The latest Malta Today survey tells us that the concerns related to traffic have decreased due to the COVID crisis. This is to be expected with less people gathering in certain areas together as often as was the norm previously. Traffic is not as heavy due to the dramatic fall in tourism and the emergence of the work from home (WFH) culture, we are beginning to see along with the closures of schools and colleges for extended periods.
The environment and overreliance on the automobile will return to give us headaches assuming we hopefully return to any normality we were accustomed to prior to March 2020. With the lull in traffic on the roads there is an opportunity for people to really get things done. We don’t need more car lanes, we need more car alternatives such as bus lanes, cycle paths and safe footpaths. Rarely outside towns can a person with reduced mobility get around without difficulty, and even in some town centres there are places when a footpath will not allow a mother with a pushchair or a person in a wheelchair pass unimpeded.
The WFH environment we currently experience with less traffic could and should be encouraged, flexi-time where possible staggered office opening times to alleviate the rush hour and on a return to normal after this pandemic car pooling should be encouraged by businesses and possibly by the government as well. Schemes paying people to use bicycles have helped in cities as close as Bari in Italy. To safely encourage cycling more dedicated cycle lanes need to be provided. There was great fanfare when there was a stretch of lane opened between Zejtun and the Hompesch Gate along Tiq Bormla but the path peters out to nothing and goes nowhere.
Community Rota, formally known as the Bicycle Advocacy Group, need to be consulted as they represent the main stakeholders regarding cyclist needs. It is no use for someone in the Ministry for Transport and Infrastructure Malta, who never cycled a bike, to plan bicycle lanes. These cycle lanes are poorly designed, and unsafe, as priority is always given to car traffic. The National Cycling Strategy published in November 2018 acknowledges the increase in licenced motor vehicles and the need for alternative routes. Grants for people making use of pedelecs and bicycles would be much more popular should there be a safe environment in which people could use them.

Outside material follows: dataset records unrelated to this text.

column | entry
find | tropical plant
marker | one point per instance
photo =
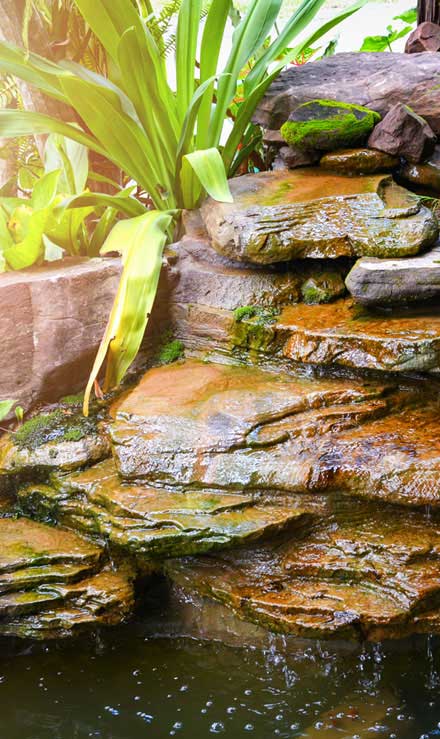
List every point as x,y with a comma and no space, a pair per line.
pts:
172,142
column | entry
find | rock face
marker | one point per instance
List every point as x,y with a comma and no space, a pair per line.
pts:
426,37
151,522
426,174
404,133
391,282
53,583
359,161
344,335
374,80
48,345
278,216
360,573
325,125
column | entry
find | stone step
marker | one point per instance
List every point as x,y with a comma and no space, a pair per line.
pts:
247,430
152,522
284,215
362,573
54,583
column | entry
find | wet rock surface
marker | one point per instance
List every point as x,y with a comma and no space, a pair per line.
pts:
402,132
359,161
151,522
278,216
374,80
53,583
391,282
362,573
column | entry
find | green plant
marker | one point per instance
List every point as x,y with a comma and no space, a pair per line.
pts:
168,141
383,43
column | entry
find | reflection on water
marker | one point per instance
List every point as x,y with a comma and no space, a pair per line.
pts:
127,684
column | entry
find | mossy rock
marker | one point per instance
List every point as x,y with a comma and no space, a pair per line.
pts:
325,125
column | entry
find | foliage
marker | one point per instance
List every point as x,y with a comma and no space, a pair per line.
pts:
172,143
383,43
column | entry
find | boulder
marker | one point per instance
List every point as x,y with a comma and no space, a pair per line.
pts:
53,319
279,216
359,161
426,37
373,80
150,522
425,175
404,133
325,125
361,574
54,583
347,335
391,282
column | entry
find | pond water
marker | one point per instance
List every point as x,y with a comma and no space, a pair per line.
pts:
127,683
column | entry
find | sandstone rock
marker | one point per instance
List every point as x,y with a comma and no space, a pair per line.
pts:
359,161
325,125
426,174
48,346
278,216
405,133
343,334
391,282
61,439
374,80
151,522
426,37
363,573
53,584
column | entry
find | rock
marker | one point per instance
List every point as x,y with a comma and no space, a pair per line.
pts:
363,573
278,216
291,158
349,336
373,80
391,282
426,174
426,37
151,522
48,346
325,125
405,133
359,161
53,583
59,439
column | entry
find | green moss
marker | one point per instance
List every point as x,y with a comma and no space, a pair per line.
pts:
58,425
343,128
171,352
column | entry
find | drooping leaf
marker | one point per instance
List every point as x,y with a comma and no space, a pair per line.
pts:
140,242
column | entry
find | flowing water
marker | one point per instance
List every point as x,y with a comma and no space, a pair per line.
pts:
127,683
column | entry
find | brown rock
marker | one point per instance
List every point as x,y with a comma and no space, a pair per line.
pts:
375,80
404,133
279,216
426,37
359,161
53,319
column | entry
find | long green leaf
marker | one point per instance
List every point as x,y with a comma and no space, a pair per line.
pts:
141,241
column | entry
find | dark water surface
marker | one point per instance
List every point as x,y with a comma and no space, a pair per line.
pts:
126,684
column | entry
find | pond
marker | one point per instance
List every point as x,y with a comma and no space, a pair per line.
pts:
130,682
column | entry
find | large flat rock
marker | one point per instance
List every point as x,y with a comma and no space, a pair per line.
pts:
54,583
53,319
346,335
153,523
395,281
375,80
362,573
279,216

Flyovers, and especially pre-completion opening parties costing €40,000, are not needed.
Malta does not have a cycling culture akin to more Northern European where almost 20% of all journeys are taken by bicycle. Imagine peak traffic being reduced by almost 20% it would be easier for everyone. Added to that the health benefits from the exercise and the reduction in excessive CO2 and other noxious gases from the traffic, it is really an avenue that cannot be ignored. In addition to the current car scrappage scheme, perhaps a double payment can be offered if a person decides to scrap two cars at the same time. Perhaps apply that car scrappage scheme towards electric scooters or electric bicycles instead of a new car. If the option is used then there will be a better understanding as to the wants and needs of residents.
The chance to make inroads is now, while the traffic has subsided temporarily. Once we return to normal the chaos on the roads will most probably resume and the chance will have been lost. The addition of a planned Bombi bus terminus is a welcome idea, if there are integrated shuttles constantly running into the capital, perhaps even a reopening or reuse of the old train line or the traditional old buses which could further reduce the traffic into Valletta and add to the touristic value. Additional regional terminuses could be used to reduce the numbers of buses tracking the same lanes before branching off. All buses to Paola, Isla, Bormla, Zabbar, Xghajra, Kalkara Marsaskala and Fgura from Valletta all share the exact same route until Corradino before a change in direction. This is repeated throughout the island. Shuttle busses to regional areas would be more efficient, perhaps even a return of the ‘bendy-buses’ for these larger routes. Some may scoff at the idea, but please assume the roads and routes used are not too narrow for the buses used. Once in the regional hub then smaller shuttle type buses can bring the passengers to their respective destinations obviously with regards to the demand on the routes. Dingli in the summer with the increased tourists will need bigger capacity and perhaps Qrendi will be served with a regular service year-round for example.
Malta is an ideal area to implement plans such as these due to the relatively small size, not to mention the history of Malta and how people used the sea to travel before the invention of the automobile. The growing imbalance between road building and saving the bit of nature left can be halted somewhat if just a small percentage of road users choose another more healthy form of transport & in the long run it will not only benefit themselves, with lower costs and increased fitness, it will also benefit everyone else as well.